As well as tightening up the mathematics, the definition of group was also tweaked. Rather than talking about competition between distinct populations, multilevel selection looks at competition of all levels of organisation, with groups formed within populations at various stages of the life-cycle. Pinker writes:

In most models of the new group selection, a group is defined as any subset of interacting individuals, that is, as organisms which interact with one another more intensely than they interact with organisms selected from the population at random. Two sisters who help each other, for example, or a pair of friends who trade favors, are dubbed “a group”.

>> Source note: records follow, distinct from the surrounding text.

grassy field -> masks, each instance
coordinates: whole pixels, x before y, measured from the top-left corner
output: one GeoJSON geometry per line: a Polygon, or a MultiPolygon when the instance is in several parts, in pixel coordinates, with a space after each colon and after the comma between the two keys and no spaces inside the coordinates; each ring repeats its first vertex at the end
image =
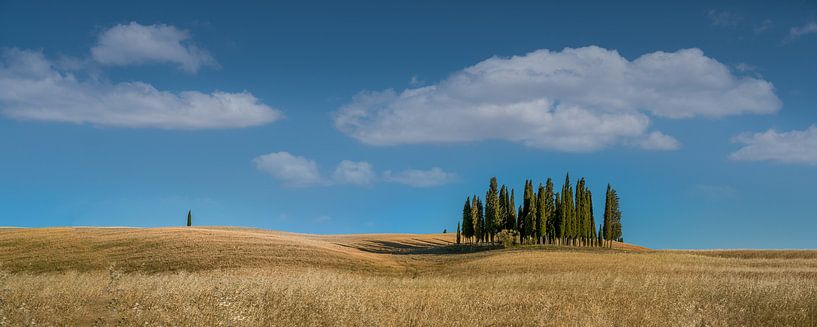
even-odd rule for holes
{"type": "Polygon", "coordinates": [[[0,326],[817,326],[817,251],[0,229],[0,326]]]}

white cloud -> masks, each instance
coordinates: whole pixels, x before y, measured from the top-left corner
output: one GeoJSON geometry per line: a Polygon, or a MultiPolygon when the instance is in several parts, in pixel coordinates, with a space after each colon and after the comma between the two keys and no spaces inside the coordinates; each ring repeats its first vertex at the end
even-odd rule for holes
{"type": "Polygon", "coordinates": [[[164,24],[111,27],[99,35],[91,55],[105,65],[173,63],[191,73],[202,65],[217,66],[207,51],[190,43],[190,32],[164,24]]]}
{"type": "Polygon", "coordinates": [[[6,49],[0,111],[18,119],[165,129],[237,128],[283,118],[249,92],[179,93],[111,83],[59,69],[41,52],[6,49]]]}
{"type": "Polygon", "coordinates": [[[803,26],[792,27],[789,30],[789,39],[796,39],[798,37],[817,33],[817,22],[808,22],[803,26]]]}
{"type": "Polygon", "coordinates": [[[748,72],[756,71],[757,67],[742,62],[742,63],[739,63],[739,64],[735,65],[735,69],[737,69],[741,73],[748,73],[748,72]]]}
{"type": "Polygon", "coordinates": [[[430,170],[407,169],[393,173],[390,170],[383,172],[383,180],[405,184],[413,187],[433,187],[454,181],[457,176],[446,172],[439,167],[430,170]]]}
{"type": "Polygon", "coordinates": [[[374,182],[394,182],[413,187],[439,186],[456,179],[453,173],[438,167],[430,170],[408,169],[398,173],[390,170],[378,177],[374,167],[365,161],[343,160],[335,167],[331,178],[324,177],[314,160],[288,152],[273,152],[253,159],[256,169],[269,174],[284,186],[371,185],[374,182]]]}
{"type": "MultiPolygon", "coordinates": [[[[629,61],[590,46],[494,57],[435,85],[361,92],[334,120],[340,131],[371,145],[500,139],[593,151],[654,144],[663,134],[648,130],[648,114],[717,118],[774,113],[780,106],[771,83],[732,75],[699,49],[629,61]]],[[[667,148],[663,143],[659,148],[667,148]]]]}
{"type": "Polygon", "coordinates": [[[343,160],[335,168],[332,179],[336,183],[369,185],[375,179],[372,165],[365,161],[354,162],[343,160]]]}
{"type": "Polygon", "coordinates": [[[639,142],[645,150],[676,150],[681,147],[681,143],[674,137],[661,132],[652,132],[639,142]]]}
{"type": "Polygon", "coordinates": [[[743,147],[729,155],[733,160],[817,165],[815,125],[802,131],[777,132],[770,129],[762,133],[743,134],[734,141],[743,144],[743,147]]]}
{"type": "Polygon", "coordinates": [[[709,17],[712,25],[721,27],[736,27],[740,24],[740,21],[743,20],[740,14],[725,10],[719,11],[710,9],[706,12],[706,15],[709,17]]]}
{"type": "Polygon", "coordinates": [[[327,184],[318,170],[318,164],[289,152],[274,152],[253,159],[255,168],[269,174],[286,186],[327,184]]]}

It is this new grouping arrangement that is partitioned and weighted:

… Once a “group” is defined as a subset of interacting individuals, the variance in the fitness of individuals can be partitioned into two statistical components: how fit the individual is with respect to his groupmates, and how fit his group is with respect to other groups. … Examples include huddling for warmth, mobbing a predator, and Tooby’s example of pooling resources to get higher expected returns in a risky investment. In such cases one can separate the benefits that accrue to the entire group (including me) and whatever benefits or costs are assumed by me but no one else in the group.

This is not to say that everyone is on board with this statement that the two approaches are mathematically equivalent. However, the mathematical equivalence and greater flexibility about what constitutes a group provide group selection advocates an alternative argument about why it is useful.

Unfortunately, the new approach is often used as a trojan horse for the old group selection approach, particularly in popular discussions of human evolution. The responses to Pinker contain various varieties of this.

Pinker also makes some interesting points about the costs of the new approach. First, the flexibility in the definition of groups is multi-level selection’s weakness.

If the two theories really are equivalent, then any advantage of group selection (in this new sense) would have to come from the models’ being more convenient, elegant, simple, transparent, explanatory, or mathematically tractable. Yet by stretching the meaning of “group” beyond its ordinary sense, that’s just what they fail to be. …

[A] mathematical model that submerges the psychological forces that keep different “groups” together (such as genetic relatedness or mutual sensitivity to altruism), and requires theorists to dig them out from under the equations, is hardly a perspicuous way to analyze sociality (as Coyne points out). In gene-selectionist theories, the theoretical constructs that power the models turn out to be fantastically psychologically important, including sensitivity to kinship, scrutiny of individuals, moralistic emotions elicited by benefits conferred or withheld, and the psychological differentiation of relationships into discrete models corresponding to mutualism, kinship, reciprocity, and dominance.

Pinker also picks up what I consider to be the major reason multilevel selection has not been as broadly accepted as its proponents hope:

Mathematical biologists such as Alan Grafen, Stuart West, Ashleigh Griffin, and Andy Gardner have criticized this formulation because it obfuscates the fact that individuals are still maximizing their genetic fitness: “The fundamental point is that the spread of a gene is determined by its ‘fitness relative to others in the breeding population, and not to others with which it happens to interact.’ … Natural selection selects for a gene if it causes a behavior that leads to that gene increasing in frequency in the population, not some other arbitrarily defined scale such as social partners.”

This point can be drawn out through examining some of the similarities between the cooperation identified in a multilevel selection framework and the way economists look at economic exchange. I will offer some more thoughts on this in my next post on group selection.

*As an aside, I am deliberately avoiding the cultural group selection issue for the moment.